彼女は憂鬱そうに金色の髪をかき上げ、妹からの報告を受けていた。
「アルクメネ。今現在、貴族連合・結社と共和国の軍事バランスは、やや共和国側が優位。しかし、共和国も貴族を嫌う以外は共通項の無い烏合の衆。共和国の結束を崩す意味でも、今回のデーヴェーンドラの派遣は最適ですわ。あの機体は遠距離魔術戦を得意としています。戦闘は素人で『駒』な同志代表とやらにも問題無く操れるでしょう。後は、適度にお互い疲弊してくれれば良いのです」
「プロトお姉さま。確かにおっしゃる通りですが、このまま貴族連合に対しカレリアが攻撃を開始すれば、ますます貴族連合側が弱体化します。更には増長したラザーリは、街、都市部をも襲いかねません。わたくし共、ノルニルは人類滅亡につながりかねない都市攻撃は望みませんですわ」
プロト00は、ラザーリを駒と扱い共和国と貴族連合間の軍事バランスを崩そうと考える。

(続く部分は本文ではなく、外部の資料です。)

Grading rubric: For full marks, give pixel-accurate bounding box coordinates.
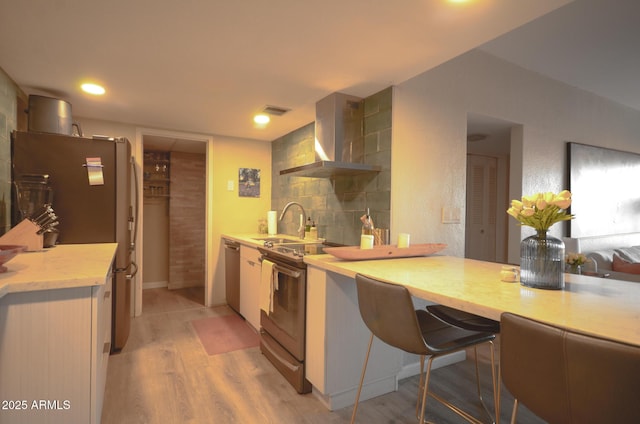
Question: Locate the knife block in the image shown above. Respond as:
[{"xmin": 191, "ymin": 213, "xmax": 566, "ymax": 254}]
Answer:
[{"xmin": 0, "ymin": 219, "xmax": 44, "ymax": 252}]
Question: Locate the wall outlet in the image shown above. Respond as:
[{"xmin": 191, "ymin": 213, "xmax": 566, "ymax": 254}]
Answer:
[{"xmin": 442, "ymin": 207, "xmax": 460, "ymax": 224}]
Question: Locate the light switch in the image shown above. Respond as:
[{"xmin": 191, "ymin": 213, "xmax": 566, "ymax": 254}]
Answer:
[{"xmin": 442, "ymin": 207, "xmax": 460, "ymax": 224}]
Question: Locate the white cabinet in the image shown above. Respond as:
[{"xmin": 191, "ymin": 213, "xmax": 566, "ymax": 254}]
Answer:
[
  {"xmin": 240, "ymin": 245, "xmax": 262, "ymax": 330},
  {"xmin": 0, "ymin": 275, "xmax": 112, "ymax": 424},
  {"xmin": 306, "ymin": 266, "xmax": 402, "ymax": 410}
]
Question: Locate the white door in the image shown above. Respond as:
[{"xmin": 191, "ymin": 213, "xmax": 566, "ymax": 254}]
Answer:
[{"xmin": 464, "ymin": 155, "xmax": 498, "ymax": 262}]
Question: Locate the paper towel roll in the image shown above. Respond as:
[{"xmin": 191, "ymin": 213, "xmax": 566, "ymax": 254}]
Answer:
[{"xmin": 267, "ymin": 211, "xmax": 278, "ymax": 236}]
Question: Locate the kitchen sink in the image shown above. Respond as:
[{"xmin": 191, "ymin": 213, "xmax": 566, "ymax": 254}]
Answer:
[{"xmin": 254, "ymin": 237, "xmax": 300, "ymax": 244}]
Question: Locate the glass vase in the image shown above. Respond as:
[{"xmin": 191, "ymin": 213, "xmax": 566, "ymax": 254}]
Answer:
[{"xmin": 520, "ymin": 230, "xmax": 564, "ymax": 290}]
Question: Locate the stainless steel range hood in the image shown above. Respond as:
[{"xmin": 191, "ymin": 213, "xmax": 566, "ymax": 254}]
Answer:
[{"xmin": 280, "ymin": 93, "xmax": 381, "ymax": 178}]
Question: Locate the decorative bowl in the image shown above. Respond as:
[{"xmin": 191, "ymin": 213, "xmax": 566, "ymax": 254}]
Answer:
[{"xmin": 0, "ymin": 244, "xmax": 27, "ymax": 272}]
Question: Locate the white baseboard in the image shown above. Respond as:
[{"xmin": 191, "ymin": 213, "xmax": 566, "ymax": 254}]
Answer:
[
  {"xmin": 142, "ymin": 281, "xmax": 169, "ymax": 290},
  {"xmin": 398, "ymin": 350, "xmax": 467, "ymax": 380}
]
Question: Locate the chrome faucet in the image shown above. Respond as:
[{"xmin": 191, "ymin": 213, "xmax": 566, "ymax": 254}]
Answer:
[{"xmin": 279, "ymin": 202, "xmax": 307, "ymax": 239}]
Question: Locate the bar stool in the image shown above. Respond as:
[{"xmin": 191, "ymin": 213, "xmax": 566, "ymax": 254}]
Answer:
[
  {"xmin": 351, "ymin": 274, "xmax": 497, "ymax": 424},
  {"xmin": 500, "ymin": 313, "xmax": 640, "ymax": 424},
  {"xmin": 427, "ymin": 305, "xmax": 500, "ymax": 422}
]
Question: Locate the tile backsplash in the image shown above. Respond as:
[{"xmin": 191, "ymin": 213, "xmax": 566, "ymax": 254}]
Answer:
[{"xmin": 271, "ymin": 87, "xmax": 393, "ymax": 245}]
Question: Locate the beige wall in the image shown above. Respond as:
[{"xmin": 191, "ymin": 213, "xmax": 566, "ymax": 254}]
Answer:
[
  {"xmin": 391, "ymin": 50, "xmax": 640, "ymax": 262},
  {"xmin": 210, "ymin": 136, "xmax": 271, "ymax": 305}
]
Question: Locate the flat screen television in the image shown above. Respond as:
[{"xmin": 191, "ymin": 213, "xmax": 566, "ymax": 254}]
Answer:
[{"xmin": 567, "ymin": 142, "xmax": 640, "ymax": 238}]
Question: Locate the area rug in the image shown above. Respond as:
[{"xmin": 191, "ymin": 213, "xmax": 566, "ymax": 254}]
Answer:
[{"xmin": 191, "ymin": 314, "xmax": 260, "ymax": 355}]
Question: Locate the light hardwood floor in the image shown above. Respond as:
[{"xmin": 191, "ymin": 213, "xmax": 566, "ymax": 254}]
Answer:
[{"xmin": 102, "ymin": 289, "xmax": 543, "ymax": 424}]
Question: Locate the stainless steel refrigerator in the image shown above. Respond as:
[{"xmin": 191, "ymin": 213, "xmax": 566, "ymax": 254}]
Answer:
[{"xmin": 11, "ymin": 131, "xmax": 137, "ymax": 352}]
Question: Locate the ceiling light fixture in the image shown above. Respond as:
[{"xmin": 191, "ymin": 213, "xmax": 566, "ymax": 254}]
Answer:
[
  {"xmin": 253, "ymin": 113, "xmax": 271, "ymax": 125},
  {"xmin": 81, "ymin": 83, "xmax": 106, "ymax": 96}
]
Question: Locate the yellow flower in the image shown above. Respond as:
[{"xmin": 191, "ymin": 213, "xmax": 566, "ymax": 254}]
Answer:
[{"xmin": 507, "ymin": 190, "xmax": 573, "ymax": 231}]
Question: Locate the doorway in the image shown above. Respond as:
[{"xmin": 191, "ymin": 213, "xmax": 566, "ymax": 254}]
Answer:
[
  {"xmin": 134, "ymin": 129, "xmax": 213, "ymax": 316},
  {"xmin": 465, "ymin": 114, "xmax": 516, "ymax": 263}
]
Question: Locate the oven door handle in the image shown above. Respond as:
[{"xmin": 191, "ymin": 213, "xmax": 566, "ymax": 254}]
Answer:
[{"xmin": 273, "ymin": 264, "xmax": 301, "ymax": 278}]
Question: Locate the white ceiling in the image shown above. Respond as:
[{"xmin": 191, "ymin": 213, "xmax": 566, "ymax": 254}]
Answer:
[{"xmin": 0, "ymin": 0, "xmax": 640, "ymax": 147}]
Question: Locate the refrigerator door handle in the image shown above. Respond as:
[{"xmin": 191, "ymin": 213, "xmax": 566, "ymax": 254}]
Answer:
[{"xmin": 127, "ymin": 261, "xmax": 138, "ymax": 280}]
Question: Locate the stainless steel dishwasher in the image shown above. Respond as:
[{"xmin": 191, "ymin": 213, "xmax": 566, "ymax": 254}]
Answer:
[{"xmin": 224, "ymin": 239, "xmax": 240, "ymax": 313}]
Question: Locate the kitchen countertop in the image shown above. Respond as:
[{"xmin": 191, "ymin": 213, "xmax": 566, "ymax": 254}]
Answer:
[
  {"xmin": 221, "ymin": 233, "xmax": 322, "ymax": 247},
  {"xmin": 304, "ymin": 254, "xmax": 640, "ymax": 346},
  {"xmin": 0, "ymin": 243, "xmax": 118, "ymax": 297}
]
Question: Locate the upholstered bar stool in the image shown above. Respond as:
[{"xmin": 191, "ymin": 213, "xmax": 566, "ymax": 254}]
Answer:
[
  {"xmin": 500, "ymin": 313, "xmax": 640, "ymax": 424},
  {"xmin": 427, "ymin": 305, "xmax": 500, "ymax": 422},
  {"xmin": 351, "ymin": 274, "xmax": 497, "ymax": 424}
]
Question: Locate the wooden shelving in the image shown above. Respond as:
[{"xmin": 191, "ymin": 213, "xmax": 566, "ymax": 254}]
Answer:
[{"xmin": 143, "ymin": 150, "xmax": 171, "ymax": 198}]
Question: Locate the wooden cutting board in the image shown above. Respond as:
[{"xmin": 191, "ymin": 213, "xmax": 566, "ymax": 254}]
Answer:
[{"xmin": 324, "ymin": 243, "xmax": 447, "ymax": 261}]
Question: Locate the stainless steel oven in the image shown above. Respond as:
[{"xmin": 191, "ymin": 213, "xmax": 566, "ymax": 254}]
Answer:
[{"xmin": 258, "ymin": 243, "xmax": 336, "ymax": 393}]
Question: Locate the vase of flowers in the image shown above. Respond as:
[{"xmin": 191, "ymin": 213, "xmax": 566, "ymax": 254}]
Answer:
[
  {"xmin": 507, "ymin": 190, "xmax": 573, "ymax": 290},
  {"xmin": 564, "ymin": 252, "xmax": 587, "ymax": 274}
]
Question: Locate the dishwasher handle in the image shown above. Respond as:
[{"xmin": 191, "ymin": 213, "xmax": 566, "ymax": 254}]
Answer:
[{"xmin": 224, "ymin": 240, "xmax": 240, "ymax": 250}]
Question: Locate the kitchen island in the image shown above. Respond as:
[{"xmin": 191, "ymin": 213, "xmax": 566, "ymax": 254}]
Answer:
[
  {"xmin": 0, "ymin": 243, "xmax": 117, "ymax": 424},
  {"xmin": 305, "ymin": 255, "xmax": 640, "ymax": 409}
]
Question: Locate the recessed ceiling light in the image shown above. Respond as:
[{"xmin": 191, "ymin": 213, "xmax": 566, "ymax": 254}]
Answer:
[
  {"xmin": 253, "ymin": 113, "xmax": 271, "ymax": 125},
  {"xmin": 81, "ymin": 83, "xmax": 106, "ymax": 96}
]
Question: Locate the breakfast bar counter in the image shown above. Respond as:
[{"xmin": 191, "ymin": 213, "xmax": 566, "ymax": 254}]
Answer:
[
  {"xmin": 305, "ymin": 254, "xmax": 640, "ymax": 410},
  {"xmin": 305, "ymin": 255, "xmax": 640, "ymax": 346},
  {"xmin": 0, "ymin": 243, "xmax": 117, "ymax": 424},
  {"xmin": 0, "ymin": 243, "xmax": 118, "ymax": 298}
]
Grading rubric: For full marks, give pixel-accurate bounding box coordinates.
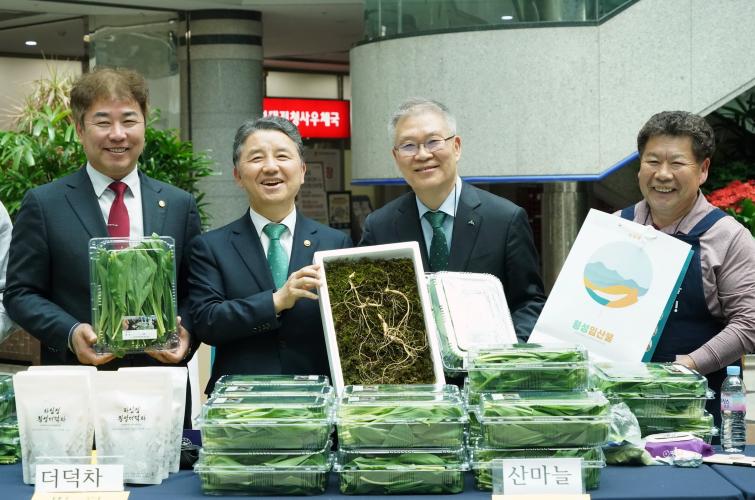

お互いに適度に疲弊し、大きな戦闘にならない事を願う。
しかし、アルクメネは愚かなラザーリの暴走を危惧する。
彼女たち、ノルニルシリーズと比べ、ヒトは愚かな種族。
ノルニルらによる支配が無ければ、暴走し簡単に滅亡すると彼女は思っていた。
「そこは安心よ、アルクメネ。あの近くには貴族連合から離れたラウドがありますの。そして、かの地には力を持つお人好しでお節介焼きが居ますわ。必要以上に破壊をすれば、必ず『あのお人好し』が介入するに違いないの」
「つまり、リリやエヴァが駆るヴィローチャナで邪魔になったデーヴェーンドラを処分なさると? ラザーリは用無しとしても、レダ04は回収せねばならないですね」
「そこは、あの子次第かしら。エヴァ02に関しては、本人にこちらの存在を知らせずにワイズマンの元に送りましたから、こちらの想定外の行動をしました。ですが、レダ04は元よりわたくしが直接命令を下して派遣しています。後の事は、あの子自身の判断に任せましょう。わたくし達はヒトによる作り物であっても、自我ある存在。ヒトの上位種が愚かな判断を行わない事を祈りますわ」
机に置かれたグラス、その中に満たされた琥珀色の液体を美味しそうに飲み干すプロト00。
情報機器のモニターのみを照明とする部屋の中、彼女の碧眼が怪しく光った。